Dear Word Detective: I’ve lived most of my life in the southern US, and for most of that time I’ve heard about “bar ditches” beside the road. It has been explained to me that the name refers to the fact that the dirt that makes the “crown” in the center of the road was “bar-aahd” from the ditches. I have been unimpressed by this explanation for forty-five or fifty years now. Any suggestions? — Stewart Bolerjack.
Hey, we live on a road like that, with no shoulder and deep ditches on both sides. You do not wanna end up in one of those ditches. Our road is supposedly two lanes, but it’s been more like 1.5 lanes since the county “improved” it a few years ago. (Our neighbor said, “Jeez, that’s how they build roads in Texas,” which apparently wasn’t a compliment.) People wonder why folks out in the sticks tend to be more religious than city dwellers, and I think it’s partly these roads. There’s nothing like seeing one of the local honor students futzing with his cell phone while he’s coming at you doing 55 in his daddy’s F-350 to suddenly put questions of eternity at the top of your personal agenda.
That “bar-aahd” (“borrowed”) explanation of “bar ditch” that you find unimpressive is, I see from the internet, very widespread. I’ve also heard that a “bar ditch” is so-called because, if you drive your car into one, you might as well start walking to the nearest bar and have a few beers while you wait for the tow truck. A more serious explanation for the term, found in Texas and reported by the Dictionary of American Regional English, says that the name “bar ditch” comes from the fact that it “bars” cattle and sheep from wandering onto the road. If there’s any truth to that being the intention behind the ditches, somebody needs to tell the cows that wander the roads around here.
The funny thing about the “bar-aahd” theory you’ve heard is that it may very well be true.
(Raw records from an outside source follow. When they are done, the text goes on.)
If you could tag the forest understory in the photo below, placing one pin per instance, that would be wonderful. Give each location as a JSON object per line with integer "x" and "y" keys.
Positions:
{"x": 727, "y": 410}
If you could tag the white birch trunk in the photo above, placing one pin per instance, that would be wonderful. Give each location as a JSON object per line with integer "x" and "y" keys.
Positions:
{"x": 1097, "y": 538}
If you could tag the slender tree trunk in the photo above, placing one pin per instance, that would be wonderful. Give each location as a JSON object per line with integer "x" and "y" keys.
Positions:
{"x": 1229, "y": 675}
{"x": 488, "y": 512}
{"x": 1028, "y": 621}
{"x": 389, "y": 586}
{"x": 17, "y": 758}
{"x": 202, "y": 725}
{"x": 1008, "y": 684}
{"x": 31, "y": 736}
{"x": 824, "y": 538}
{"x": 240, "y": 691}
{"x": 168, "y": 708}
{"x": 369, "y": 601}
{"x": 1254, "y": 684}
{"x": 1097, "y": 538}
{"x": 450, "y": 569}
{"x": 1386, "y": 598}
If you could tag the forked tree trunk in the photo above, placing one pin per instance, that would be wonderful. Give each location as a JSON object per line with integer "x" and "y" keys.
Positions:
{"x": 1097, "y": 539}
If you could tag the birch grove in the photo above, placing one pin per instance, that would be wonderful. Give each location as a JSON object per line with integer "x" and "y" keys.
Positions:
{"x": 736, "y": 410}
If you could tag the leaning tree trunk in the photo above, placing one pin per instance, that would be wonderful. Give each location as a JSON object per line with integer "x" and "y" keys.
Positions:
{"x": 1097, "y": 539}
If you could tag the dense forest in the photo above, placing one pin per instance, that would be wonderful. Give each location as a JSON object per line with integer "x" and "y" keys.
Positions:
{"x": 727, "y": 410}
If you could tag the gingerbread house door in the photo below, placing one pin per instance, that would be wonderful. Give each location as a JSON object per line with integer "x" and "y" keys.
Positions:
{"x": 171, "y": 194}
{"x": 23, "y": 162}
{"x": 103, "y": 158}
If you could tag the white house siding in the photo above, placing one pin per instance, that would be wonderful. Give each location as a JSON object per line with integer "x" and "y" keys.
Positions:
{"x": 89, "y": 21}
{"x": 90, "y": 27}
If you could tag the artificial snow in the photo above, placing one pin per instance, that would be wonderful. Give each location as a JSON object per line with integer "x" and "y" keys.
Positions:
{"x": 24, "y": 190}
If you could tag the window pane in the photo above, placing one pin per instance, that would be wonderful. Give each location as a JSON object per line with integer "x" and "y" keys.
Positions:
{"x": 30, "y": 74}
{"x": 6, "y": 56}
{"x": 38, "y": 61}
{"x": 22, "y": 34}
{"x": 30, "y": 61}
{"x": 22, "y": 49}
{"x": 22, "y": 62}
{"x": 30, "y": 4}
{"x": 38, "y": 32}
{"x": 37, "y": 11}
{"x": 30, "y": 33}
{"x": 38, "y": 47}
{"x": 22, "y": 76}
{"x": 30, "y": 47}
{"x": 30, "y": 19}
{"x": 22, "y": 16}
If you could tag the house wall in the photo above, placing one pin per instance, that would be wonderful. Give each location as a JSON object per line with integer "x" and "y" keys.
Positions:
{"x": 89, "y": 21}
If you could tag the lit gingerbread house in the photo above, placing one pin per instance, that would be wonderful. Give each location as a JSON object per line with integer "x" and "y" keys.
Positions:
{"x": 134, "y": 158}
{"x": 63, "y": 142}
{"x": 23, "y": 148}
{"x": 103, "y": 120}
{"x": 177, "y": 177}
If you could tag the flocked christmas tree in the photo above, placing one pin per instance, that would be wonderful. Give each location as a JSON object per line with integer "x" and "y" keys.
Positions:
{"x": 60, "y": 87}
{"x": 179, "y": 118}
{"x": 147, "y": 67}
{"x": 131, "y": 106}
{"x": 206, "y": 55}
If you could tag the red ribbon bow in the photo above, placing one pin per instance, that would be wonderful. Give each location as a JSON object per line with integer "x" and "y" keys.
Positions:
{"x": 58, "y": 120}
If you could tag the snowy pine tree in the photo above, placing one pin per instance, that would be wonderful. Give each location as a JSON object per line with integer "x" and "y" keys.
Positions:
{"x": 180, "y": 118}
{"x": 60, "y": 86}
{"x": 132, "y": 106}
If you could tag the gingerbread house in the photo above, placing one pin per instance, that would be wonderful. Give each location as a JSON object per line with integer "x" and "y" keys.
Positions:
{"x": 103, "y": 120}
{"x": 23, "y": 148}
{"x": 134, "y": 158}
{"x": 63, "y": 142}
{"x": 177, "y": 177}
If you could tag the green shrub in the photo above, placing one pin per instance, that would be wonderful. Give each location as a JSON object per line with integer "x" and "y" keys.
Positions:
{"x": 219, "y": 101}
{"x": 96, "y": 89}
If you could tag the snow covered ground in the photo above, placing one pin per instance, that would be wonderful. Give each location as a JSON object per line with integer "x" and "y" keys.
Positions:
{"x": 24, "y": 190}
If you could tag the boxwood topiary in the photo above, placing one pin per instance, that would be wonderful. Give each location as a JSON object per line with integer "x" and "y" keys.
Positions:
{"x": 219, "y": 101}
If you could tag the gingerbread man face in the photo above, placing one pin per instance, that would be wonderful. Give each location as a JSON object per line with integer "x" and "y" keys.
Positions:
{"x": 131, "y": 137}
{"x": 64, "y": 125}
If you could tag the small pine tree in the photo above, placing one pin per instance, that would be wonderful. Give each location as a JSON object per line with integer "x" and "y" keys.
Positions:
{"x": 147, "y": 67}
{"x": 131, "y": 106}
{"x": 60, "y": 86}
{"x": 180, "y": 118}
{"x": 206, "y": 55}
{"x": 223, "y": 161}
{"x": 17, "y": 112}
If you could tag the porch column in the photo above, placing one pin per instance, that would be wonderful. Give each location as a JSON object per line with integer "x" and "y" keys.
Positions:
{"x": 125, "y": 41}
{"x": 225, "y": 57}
The Oxford English Dictionary lists the term “borrow-pit” from 1893, which it defines as “In civil engineering, an excavation formed by the removal of material to be used in filling or embanking,” and notes that it “apparently” comes from the verb “to borrow.” It seems entirely possible that “borrow pit” became “barrow pit” or “barrow ditch” (which is almost as common in the US as “bar ditch”) and then “bar ditch.” The fact that the earth removed from such ditches is indeed frequently used to form the foundation of these roads is a powerful argument for this theory.
There is, however, a complicating factor, which is the existence of the very old English word “barrow,” meaning “mound or hill,” which first appeared in Old English and is still found in place names. It is possible that the “bar” in “bar ditch,” as well as the “barrow” in “barrow ditch,” come from this “barrow,” rather than from “borrow.” At this point “barrow” and “borrow” are so entwined in usage of the term that it’s impossible to pin down the exact origin of “bar ditch.”
Incidentally, if that “barrow” sounds familiar, it’s probably because of “wheelbarrow,” but there’s no connection between the terms. The “barrow” of “wheelbarrow” is a different word, dating back to the early 14th century and originally meaning a kind of platform with handles (like a wooden stretcher) used to carry heavy things. A “barrow” required at least two people to carry it until some genius decided to add a wheel to the front and created the “wheelbarrow.” The old, un-wheeled barrow is now known as a “handbarrow.”